Семен Петрович как старый знакомый уселся за стол.
— Матрена Ильинична, есть у меня серьезный разговор с Илюшей. Может, куда сходишь по хозяйским делам? Ненадолго. И дверь снаружи на замок запри…
Молча кивнув головой, бабка вышла из комнаты. Минуту спустя послышалось, как заскрипел ржавый засов и щелкнул ключ в замке наружной двери.
— Давай начистоту, Илья, — решительно сказал Семен Петрович и пересел на диван. — Чего тебе в Калуге понадобилось, где был, что делал с начала войны? Отвечай!
— А по какому такому праву вы меня допрашиваете?
— По праву советского гражданина. Вот по какому.
Верил Терехов своему старому инструктору. Знал его как преданного, неподкупного человека, и хоть в партии Семен Петрович никогда не состоял, но всегда считал себя не только активистом, но и беспартийным большевиком.

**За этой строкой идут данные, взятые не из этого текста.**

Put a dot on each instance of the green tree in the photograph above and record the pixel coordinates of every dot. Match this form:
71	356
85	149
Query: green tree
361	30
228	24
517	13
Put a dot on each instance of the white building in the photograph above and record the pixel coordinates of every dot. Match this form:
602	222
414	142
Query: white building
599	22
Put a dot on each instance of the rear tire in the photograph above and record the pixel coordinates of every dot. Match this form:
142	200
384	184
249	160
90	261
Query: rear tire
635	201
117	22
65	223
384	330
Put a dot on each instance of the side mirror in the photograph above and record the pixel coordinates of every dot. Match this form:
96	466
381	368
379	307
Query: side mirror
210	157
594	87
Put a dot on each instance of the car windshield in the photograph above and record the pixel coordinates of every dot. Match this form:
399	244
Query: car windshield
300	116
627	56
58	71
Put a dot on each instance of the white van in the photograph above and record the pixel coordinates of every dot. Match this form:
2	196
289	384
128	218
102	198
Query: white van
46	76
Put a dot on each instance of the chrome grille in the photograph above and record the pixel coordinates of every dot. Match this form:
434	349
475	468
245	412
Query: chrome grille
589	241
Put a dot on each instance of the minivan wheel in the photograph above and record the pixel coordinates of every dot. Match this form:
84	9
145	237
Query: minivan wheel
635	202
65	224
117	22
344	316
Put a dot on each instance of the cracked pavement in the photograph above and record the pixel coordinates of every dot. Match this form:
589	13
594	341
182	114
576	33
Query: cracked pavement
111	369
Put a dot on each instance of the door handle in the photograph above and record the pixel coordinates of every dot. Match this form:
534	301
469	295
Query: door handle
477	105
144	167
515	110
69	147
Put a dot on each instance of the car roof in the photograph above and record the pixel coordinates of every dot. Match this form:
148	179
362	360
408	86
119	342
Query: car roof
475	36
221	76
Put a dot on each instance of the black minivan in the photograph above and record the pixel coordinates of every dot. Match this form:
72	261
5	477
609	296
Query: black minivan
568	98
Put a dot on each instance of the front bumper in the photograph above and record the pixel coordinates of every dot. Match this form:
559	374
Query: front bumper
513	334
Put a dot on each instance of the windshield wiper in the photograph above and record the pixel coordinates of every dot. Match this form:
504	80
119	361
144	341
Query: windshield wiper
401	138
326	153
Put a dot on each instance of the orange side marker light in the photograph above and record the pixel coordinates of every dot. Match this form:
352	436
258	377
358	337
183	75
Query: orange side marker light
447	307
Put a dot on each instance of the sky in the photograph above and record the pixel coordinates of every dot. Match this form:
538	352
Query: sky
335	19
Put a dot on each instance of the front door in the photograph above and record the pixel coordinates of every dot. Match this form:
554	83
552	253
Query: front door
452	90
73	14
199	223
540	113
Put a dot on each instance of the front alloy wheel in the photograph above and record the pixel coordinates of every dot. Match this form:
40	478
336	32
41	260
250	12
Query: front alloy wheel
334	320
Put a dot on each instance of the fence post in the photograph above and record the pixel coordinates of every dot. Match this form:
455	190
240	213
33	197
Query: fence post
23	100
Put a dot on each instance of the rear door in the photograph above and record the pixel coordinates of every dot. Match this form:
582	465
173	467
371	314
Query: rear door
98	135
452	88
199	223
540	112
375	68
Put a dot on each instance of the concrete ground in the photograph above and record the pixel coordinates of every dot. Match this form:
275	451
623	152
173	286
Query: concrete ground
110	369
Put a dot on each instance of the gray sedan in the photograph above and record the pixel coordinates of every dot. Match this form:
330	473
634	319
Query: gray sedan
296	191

— Таиться мне не к чему, — медленно заговорил Илья, — Служил я на границе, у Прута. Первыми мы фашистский удар приняли, а потом вместе со своим командиром я был переброшен сюда, в Подмосковье. Сейчас здесь воюю.
— Значит, в Калугу по приказу пришел?
Но Илья ничего не ответил на этот прямой вопрос старика.
— А зачем тебе Баррикадная понадобилась? Что там оставил? — не унимался Семен Петрович.
После короткого раздумья Илья решил разговаривать с Барыбиным более откровенно.
— Вот что, Семен Петрович. Уважаю вас как учителя, почитаю как отца, но если хоть слово из моего разговора вылетит на сторону, собственными руками задушу, а не я, так другие сделают.
Лицо Барыбина просветлело.
— Правильные слова. Только душить меня не придется. Мы, видать, с тобой одному делу служим.
— А если так… — И Терехов рассказал Барыбину, что его интересует в Калуге. — Может, действительно моя звезда счастливая и вы мне поможете.
— Помогу. Слушай меня, Сегодня в ночь готовится массовая облава в городе. Пройдут повальные обыски. На ноги поставлен весь немецкий гарнизон, вся жандармерия, полиция. Все, кто без паспортов или у кого сомнительные документы, после опознания будут высылаться в лагеря или расстреливаться на месте. Фашистские власти, вишь, забеспокоились: диверсии, убийства военных и гражданских чинов. Подозревают, что в Калуге начало действовать подполье, и хотят одним ударом уничтожить его. Слух есть, что и вокруг города партизаны немцам покоя не дают, даже сюда проникают. Понятно?
— Понятно.
— Может, хочешь узнать, откуда все это мне известно? — Барыбин тронул Терехова за плечо и слегка встряхнул. — Скажу, не побоюсь. Я работаю в гараже городской управы. Значит, и до меня кое-что доходит. Ответственным за сегодняшнюю ночную операцию военный комендант назначил городского голову Щербачева. Ты его должен знать, он в транспортной конторе работал.
— Щербачев, бухгалтер?
— Он самый, — вздохнул Семен Петрович. — Фашистский пособник, предатель. Ничего, мы и до него скоро доберемся.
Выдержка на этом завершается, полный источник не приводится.